Climate change affects all, directly or indirectly. For the last half a decade, public communication about it has been framed in terms of “crisis,” “emergency,” and served the need to bring attention to the unfolding global disaster. Yet this type of anxiety-inducing discourse may not be helpful in the long run. The media needs to know how to keep audiences engaged with the story – and motivated to act upon it. The new monograph Effective Climate Communication: Turning Eco-Anxiety into Eco-Empowerment looks at the pragmatic ways to formulate climate communication for a problem that is here to stay.
1. Highlight Actionable Solutions
If you were deadly afraid of snakes, would it make you feel better if you saw someone holding one in their arms? Probably. But what if I asked you to hold the reptile yourself, if it were in a safe environment and with the professional available to protect you? According to a well-known experiment by the Canadian-American psychologist Albert Bandura, both approaches to snake phobia are useful to build the sense of self-efficacy, or the belief in one’s own capacity to organise and execute actions in a particular situation. To build a sense of efficacy, holding the snake yourself is even better than observing someone else do it.

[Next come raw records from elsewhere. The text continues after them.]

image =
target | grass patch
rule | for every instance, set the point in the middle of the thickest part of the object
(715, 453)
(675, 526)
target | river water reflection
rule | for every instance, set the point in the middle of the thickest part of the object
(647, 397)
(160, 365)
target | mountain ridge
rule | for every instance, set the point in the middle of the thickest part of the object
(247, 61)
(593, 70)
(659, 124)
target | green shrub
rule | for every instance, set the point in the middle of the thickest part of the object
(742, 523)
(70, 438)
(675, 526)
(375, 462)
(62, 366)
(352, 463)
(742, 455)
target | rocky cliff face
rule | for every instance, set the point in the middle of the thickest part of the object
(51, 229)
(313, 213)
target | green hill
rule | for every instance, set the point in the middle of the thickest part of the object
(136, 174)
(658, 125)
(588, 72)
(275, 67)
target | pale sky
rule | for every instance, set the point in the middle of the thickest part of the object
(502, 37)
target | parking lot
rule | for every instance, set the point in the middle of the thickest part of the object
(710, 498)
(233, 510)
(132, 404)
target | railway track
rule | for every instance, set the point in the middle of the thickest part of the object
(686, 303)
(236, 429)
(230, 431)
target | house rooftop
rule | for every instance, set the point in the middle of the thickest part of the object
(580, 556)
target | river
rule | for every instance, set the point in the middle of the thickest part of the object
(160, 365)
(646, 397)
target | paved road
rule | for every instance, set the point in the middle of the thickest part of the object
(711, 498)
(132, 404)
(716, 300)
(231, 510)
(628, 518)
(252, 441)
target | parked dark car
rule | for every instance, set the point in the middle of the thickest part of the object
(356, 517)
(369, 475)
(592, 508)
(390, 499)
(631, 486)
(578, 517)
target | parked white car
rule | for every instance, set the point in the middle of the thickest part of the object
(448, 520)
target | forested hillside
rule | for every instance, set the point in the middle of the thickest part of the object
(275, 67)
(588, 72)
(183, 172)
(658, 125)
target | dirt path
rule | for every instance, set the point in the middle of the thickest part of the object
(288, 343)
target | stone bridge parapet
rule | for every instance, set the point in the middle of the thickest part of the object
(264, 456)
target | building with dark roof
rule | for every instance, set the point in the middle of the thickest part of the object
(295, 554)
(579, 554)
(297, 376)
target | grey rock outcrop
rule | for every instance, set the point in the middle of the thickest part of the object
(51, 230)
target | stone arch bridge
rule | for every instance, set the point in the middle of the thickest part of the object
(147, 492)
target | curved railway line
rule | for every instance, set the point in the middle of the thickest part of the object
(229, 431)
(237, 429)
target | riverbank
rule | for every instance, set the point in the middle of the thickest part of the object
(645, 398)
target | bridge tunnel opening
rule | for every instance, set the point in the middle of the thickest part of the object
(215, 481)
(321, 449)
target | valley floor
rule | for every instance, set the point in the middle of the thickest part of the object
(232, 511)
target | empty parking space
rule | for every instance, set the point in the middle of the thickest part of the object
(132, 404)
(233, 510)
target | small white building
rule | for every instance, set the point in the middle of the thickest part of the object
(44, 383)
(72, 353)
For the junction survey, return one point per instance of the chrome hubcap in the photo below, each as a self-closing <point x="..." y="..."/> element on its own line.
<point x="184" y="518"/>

Applying this approach to climate change means providing the audience with the action points or stories that explain what is being done or can be done to curb or mitigate climate change. The action points can be individual or collective – the important thing is to offer the implementable, actionable ideas to the audience.
Living in an age of multiple crises (or “present shock” as coined by media thinker Douglas Rushkoff), means being exposed to too many notifications and news headlines, many of them negative and overwhelming. Climate change discourse tends to be dominated by the frames of catastrophe, crisis, disaster. Even as these frames are rightfully true of many climate-related events, they can remove the audience’s sense of agency. Offering solution-oriented storytelling can empower people to make sustainable choices in their daily lives, voting decisions, and point to the intervention points at community and national levels.

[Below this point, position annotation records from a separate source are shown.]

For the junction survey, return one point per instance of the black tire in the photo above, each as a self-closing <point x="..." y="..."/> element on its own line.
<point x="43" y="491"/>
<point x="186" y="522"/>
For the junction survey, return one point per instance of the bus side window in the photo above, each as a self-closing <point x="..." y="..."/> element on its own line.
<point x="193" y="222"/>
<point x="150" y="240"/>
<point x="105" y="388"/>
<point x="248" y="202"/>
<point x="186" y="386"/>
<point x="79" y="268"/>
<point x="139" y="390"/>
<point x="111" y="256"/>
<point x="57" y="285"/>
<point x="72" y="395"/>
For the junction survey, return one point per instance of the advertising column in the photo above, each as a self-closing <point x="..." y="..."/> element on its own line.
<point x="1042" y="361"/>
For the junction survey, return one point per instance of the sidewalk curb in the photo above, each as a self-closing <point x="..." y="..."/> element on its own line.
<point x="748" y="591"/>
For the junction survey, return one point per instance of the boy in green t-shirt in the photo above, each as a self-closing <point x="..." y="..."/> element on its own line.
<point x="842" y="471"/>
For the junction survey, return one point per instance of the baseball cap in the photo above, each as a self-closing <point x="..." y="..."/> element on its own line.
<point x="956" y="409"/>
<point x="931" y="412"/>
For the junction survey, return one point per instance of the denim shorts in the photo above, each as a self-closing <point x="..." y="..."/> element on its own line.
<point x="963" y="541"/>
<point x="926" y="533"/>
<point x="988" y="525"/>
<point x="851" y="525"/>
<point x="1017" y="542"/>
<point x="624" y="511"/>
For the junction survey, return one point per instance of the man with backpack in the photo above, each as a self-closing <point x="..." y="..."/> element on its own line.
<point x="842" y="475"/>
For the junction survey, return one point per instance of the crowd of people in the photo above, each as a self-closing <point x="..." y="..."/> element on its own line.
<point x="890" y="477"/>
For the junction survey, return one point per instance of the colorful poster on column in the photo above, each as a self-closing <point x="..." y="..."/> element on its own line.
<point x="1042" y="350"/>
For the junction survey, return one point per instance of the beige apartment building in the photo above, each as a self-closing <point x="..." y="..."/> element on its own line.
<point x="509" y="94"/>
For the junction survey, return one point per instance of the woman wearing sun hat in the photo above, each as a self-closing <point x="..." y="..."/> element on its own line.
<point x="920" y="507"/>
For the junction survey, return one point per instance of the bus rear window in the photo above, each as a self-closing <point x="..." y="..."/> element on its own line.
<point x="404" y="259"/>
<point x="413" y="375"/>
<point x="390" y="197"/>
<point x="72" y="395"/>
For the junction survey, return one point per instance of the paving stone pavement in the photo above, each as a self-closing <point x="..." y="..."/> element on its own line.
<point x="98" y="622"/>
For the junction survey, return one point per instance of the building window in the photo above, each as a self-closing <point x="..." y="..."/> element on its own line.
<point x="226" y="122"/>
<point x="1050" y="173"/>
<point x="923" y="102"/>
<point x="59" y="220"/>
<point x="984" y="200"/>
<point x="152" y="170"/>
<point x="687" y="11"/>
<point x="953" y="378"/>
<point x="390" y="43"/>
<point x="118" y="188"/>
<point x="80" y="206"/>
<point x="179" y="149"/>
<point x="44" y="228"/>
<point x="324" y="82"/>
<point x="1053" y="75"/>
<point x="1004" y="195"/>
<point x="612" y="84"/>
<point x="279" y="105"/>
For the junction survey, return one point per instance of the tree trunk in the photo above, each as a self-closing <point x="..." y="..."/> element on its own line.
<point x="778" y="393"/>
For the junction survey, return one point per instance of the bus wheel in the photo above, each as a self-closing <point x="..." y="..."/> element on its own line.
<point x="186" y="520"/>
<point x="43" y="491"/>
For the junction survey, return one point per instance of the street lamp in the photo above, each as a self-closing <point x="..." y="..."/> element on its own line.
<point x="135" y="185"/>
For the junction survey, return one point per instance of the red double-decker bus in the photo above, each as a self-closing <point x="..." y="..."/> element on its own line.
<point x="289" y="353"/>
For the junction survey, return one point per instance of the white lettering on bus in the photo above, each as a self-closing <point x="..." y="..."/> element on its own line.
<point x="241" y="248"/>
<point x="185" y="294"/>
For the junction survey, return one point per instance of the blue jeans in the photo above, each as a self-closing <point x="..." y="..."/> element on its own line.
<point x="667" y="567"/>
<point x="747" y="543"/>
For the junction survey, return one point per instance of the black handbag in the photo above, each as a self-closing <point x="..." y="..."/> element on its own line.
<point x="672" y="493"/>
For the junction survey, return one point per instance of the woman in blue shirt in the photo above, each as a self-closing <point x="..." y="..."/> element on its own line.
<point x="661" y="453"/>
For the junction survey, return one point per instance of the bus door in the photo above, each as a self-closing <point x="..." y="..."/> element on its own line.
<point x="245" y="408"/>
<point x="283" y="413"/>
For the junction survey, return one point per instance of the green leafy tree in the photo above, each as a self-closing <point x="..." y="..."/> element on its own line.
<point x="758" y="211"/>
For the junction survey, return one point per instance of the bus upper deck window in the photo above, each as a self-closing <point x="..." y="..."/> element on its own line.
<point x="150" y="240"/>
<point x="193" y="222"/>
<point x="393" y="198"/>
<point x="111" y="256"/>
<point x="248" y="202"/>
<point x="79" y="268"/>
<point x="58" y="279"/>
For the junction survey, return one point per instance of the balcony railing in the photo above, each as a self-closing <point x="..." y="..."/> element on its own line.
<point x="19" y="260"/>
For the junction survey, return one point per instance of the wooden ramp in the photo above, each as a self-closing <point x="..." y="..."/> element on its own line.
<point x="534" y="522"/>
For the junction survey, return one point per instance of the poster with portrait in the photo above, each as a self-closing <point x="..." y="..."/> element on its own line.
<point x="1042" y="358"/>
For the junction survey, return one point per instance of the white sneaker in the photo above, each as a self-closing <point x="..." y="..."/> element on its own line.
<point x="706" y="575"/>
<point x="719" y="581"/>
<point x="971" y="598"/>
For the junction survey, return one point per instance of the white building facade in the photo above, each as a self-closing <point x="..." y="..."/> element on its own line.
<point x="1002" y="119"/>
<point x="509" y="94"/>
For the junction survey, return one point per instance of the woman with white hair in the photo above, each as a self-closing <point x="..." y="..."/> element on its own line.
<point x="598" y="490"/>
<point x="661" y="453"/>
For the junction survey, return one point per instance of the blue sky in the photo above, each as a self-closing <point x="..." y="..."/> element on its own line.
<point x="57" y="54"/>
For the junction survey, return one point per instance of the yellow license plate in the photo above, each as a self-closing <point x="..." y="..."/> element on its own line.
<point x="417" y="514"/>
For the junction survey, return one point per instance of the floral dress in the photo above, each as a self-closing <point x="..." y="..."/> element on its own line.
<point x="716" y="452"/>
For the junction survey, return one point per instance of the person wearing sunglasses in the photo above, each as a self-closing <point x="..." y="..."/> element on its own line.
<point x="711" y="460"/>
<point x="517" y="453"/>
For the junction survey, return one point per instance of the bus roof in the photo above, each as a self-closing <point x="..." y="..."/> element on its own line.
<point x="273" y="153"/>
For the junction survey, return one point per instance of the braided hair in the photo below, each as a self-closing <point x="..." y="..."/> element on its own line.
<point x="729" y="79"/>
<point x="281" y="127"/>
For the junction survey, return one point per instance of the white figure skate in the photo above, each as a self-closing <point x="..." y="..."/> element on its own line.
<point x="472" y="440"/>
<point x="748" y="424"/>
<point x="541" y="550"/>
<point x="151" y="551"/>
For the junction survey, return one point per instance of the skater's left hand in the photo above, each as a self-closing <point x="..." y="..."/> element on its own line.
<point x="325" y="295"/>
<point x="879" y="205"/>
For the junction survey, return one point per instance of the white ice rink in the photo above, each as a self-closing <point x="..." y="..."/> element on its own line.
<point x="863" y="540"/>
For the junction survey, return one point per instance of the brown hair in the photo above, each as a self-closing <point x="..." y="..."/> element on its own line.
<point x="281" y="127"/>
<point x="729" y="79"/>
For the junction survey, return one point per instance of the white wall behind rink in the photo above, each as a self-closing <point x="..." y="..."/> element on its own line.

Unlike “problem journalism,” solutions journalism aims to provide not only a factual description of the problem, but include thoroughly-researched possible solutions. Similarly, constructive journalism presents to the audience the developments that are positive and progressive, thus addressing the negativity bias inherent in traditional news.
While research on constructive and solutions journalism reveals that they may still instill a sense of worry as they describe problems, their net benefit shows that they are worth exploring as empowering modes of climate reporting.
2. Connect Global Crises to Local Stories
Climate coverage often suffers from what I call delocalisation. There is a gap between reporting on immediate disasters and the high-level global climate change agenda, which prevents audiences from engaging with a clear understanding of the issue or better preparing for its effects within their own communities.